To lose our lives is to gain life. To share all things in common is to find abundant life. To suffer for the sake of your love for each other is to follow Christ toward Easter.
Church happens when we build nests around each other, even when all we can see is darkness, even when we are shadowed by a valley of death, even when we aren’t sure how to take care of ourselves.
We nest. We provide for one another. We let God weave our lives together into a place where new life, abundant life, is born.

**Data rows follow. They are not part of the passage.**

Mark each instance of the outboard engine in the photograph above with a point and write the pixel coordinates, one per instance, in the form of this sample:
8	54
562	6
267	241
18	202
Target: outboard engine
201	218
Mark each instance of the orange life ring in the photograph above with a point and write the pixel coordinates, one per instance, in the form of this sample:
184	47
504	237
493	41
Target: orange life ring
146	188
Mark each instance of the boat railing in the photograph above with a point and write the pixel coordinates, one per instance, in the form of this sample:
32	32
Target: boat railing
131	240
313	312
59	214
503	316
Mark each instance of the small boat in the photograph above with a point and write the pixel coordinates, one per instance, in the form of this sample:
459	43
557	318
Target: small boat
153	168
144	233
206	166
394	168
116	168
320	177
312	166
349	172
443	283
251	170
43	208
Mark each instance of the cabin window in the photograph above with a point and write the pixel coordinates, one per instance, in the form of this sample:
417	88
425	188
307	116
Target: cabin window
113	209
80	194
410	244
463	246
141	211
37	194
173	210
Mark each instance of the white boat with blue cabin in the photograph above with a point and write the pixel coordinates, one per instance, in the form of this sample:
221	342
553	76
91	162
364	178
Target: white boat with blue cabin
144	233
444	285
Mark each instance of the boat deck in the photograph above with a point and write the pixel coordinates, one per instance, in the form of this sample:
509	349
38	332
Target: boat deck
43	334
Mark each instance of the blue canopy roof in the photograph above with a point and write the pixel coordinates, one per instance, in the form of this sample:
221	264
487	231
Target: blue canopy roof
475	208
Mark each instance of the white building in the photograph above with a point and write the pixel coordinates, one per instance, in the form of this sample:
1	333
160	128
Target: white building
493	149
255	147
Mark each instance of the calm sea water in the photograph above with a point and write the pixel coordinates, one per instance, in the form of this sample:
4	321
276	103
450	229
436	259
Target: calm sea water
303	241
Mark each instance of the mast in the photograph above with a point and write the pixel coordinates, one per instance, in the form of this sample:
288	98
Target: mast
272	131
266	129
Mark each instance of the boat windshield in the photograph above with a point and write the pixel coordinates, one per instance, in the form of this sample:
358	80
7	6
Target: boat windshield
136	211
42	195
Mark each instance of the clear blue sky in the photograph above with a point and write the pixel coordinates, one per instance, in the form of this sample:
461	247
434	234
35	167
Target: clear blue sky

Psalm 23 ends with a hope. This Psalmist who walks through death, who eats in the presence of enemies, takes us into God’s abundant life. The Psalm closes with this line: “I shall dwell in the house of the Lord my whole life long” (Psalm 23:6). And God’s house is a nest; we build it anywhere, like birds; our praying and sharing together is this nest. Nests happen in Cameron’s hospital room. Nests happen when we garden together at the Women’s shelter. And these nests are a sign of Easter—making nests of abundant life is how we turn our Easter hope into a verb, something we do, a way for us to participate in God’s life-giving presence.
In John’s Gospel, the Holy Spirit descends from heaven in the form of a dove. And like a bird, the Holy Spirit gathers our scattered lives from the darkness and weaves us together into a nest of hope, into the space where Easter still happens, into hope made flesh.